Un collectionneur téméraire
Pendant la guerre, Nguyên Van Truong est parti pour le front au Laos. Démobilisé en 1985, il est rentré dans son village, a repris les travaux champêtres tout en pratiquant le métier de laqueur ambulant. Avec sa femme et ses deux enfants, il vit une vie frugale dans une maison de fibrociment léguée par ses parents. Sa passion pour les antiquités a commencé en 1986, lorsqu’il a vu des céramiques anciennes chez des clients qui l’avaient invité à venir laquer des meubles. Mais le paysan sans le sou n’a pu acheter ses premières pièces qu’en 1991.
«Ma maigre rémunération mensuelle, je la partage en deux parties, une pour la vie de la famille, une pour l’achat d’anciens objets», révèle-t-il. Cependant, il a avoué que plus d’une fois il a vendu en cachette de sa femme un peu de paddy pour acheter telle ou telle pièce. Il n’hésite pas aussi à s’endetter... En 2000, il a même hypothéqué sa propriété pour emprunter à un taux d’intérêt élevé une jolie somme, avant d’aller à la recherche de céramiques. «Une dette que j’ai dû rembourser en 6 ans, pour un total de 23 millions de dôngs, contre 3 millions initiaux».
Nguyên Van Truong présente une de ses pièces. |
Un bien familial rare et précieux
Dans sa quête incessante d’anciens objets, Nguyên Van Truong ne ménage guère sa peine. Toujours à vélo, il a parcouru de long en large la région Nord, longeant souvent les rives des cours d’eaux comme le fleuve Rouge, les rivières Lô et Da... qui traversent les régions montagneuses puis les régions deltaïques du Nord. Car, «jadis, les bateaux de commerce vietnamiens et étrangers chargés de céramiques les empruntaient.
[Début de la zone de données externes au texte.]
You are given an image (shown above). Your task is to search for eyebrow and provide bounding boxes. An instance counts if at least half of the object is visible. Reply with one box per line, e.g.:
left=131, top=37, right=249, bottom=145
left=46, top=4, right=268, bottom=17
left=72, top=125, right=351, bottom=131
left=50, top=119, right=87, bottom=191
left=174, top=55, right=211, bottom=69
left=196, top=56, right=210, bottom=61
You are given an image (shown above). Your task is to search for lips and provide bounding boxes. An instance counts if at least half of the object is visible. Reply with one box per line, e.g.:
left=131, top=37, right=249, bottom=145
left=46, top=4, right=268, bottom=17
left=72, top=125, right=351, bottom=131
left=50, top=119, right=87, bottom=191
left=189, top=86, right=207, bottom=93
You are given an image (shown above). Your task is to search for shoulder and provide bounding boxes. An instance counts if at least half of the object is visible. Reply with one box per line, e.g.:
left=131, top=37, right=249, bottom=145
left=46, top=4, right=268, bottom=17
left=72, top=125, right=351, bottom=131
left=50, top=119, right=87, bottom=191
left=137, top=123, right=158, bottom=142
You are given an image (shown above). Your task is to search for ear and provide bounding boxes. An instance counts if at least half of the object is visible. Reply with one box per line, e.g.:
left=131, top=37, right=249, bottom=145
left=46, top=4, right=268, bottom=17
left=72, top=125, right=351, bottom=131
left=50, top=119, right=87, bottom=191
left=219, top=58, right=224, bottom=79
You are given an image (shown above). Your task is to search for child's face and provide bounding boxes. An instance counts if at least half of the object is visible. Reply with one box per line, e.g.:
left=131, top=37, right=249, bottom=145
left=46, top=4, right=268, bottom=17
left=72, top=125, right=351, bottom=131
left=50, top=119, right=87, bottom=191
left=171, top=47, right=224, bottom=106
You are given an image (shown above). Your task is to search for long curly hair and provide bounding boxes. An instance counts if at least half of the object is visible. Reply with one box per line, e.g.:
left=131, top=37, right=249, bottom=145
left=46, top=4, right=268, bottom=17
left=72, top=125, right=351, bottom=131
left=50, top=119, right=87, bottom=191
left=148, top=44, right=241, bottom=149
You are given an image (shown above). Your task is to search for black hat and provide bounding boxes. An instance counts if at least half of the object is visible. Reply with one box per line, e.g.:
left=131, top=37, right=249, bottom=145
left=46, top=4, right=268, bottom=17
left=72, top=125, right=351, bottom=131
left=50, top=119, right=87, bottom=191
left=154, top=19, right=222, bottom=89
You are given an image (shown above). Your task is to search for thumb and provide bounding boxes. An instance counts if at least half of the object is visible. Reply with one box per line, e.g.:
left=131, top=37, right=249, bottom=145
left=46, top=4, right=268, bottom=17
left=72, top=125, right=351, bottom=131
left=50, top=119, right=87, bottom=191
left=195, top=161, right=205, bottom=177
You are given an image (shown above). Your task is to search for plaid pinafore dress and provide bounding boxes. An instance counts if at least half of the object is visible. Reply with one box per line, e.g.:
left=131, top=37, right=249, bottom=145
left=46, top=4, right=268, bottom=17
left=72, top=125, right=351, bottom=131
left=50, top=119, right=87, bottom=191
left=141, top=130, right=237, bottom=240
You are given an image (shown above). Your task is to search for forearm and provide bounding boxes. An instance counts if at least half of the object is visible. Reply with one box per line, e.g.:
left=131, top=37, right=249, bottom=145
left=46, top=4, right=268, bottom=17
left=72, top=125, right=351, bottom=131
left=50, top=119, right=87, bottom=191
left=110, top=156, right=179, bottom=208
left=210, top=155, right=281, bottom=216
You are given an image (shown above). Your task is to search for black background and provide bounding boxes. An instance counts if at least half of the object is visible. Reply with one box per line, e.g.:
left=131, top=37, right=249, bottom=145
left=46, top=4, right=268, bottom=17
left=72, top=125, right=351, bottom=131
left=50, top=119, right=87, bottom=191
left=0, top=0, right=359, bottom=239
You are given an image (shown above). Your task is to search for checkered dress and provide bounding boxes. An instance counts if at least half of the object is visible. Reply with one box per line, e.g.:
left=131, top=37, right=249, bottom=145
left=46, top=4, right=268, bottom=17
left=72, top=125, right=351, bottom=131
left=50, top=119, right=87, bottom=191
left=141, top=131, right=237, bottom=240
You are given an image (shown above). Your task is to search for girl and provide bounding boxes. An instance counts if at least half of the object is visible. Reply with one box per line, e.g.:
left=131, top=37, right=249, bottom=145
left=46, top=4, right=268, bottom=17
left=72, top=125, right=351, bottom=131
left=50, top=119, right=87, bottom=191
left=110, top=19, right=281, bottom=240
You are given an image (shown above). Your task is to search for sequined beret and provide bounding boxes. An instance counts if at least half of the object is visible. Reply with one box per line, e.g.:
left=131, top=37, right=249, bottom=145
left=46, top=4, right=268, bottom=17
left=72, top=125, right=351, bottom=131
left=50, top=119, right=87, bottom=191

Nombre d’entre eux ont sombré». Il cherche à acheter des objets auprès des habitants locaux et parfois ramasse lui-même des pièces enfouies dans la vase. «Mes objets n’ont pas une grande valeur intrinsèque, ils sont parfois ébréchés, mais ils sont pour moi inestimables», confie-t-il.
Le «trésor» de Nguyên Van Truong gonfle au fil des années. En 1996, de peur que ses précieux objets puissent disparaître, le collectionneur a décidé de les fixer avec du ciment sur les murs de sa maison. «Certains exposent leurs objets dans des vitrines, moi sur les murs, même extérieurs», s’amuse-t-il. Il les colle aussi sur le portail, les murs entourant son domaine et les rocailles artificielles qu’il a érigées dans son jardin.
«Le toqué», comme on le surnomme dans son village, se réjouit de l’idée de pouvoir transmettre à sa descendance ce patrimoine : «Je suis sûr qu’en voyant la maison revêtue de 10.000 antiquités, mes descendants seront fiers de leur ancêtre et aussi du Vietnam d’autrefois où l’on savait faire de si belles choses».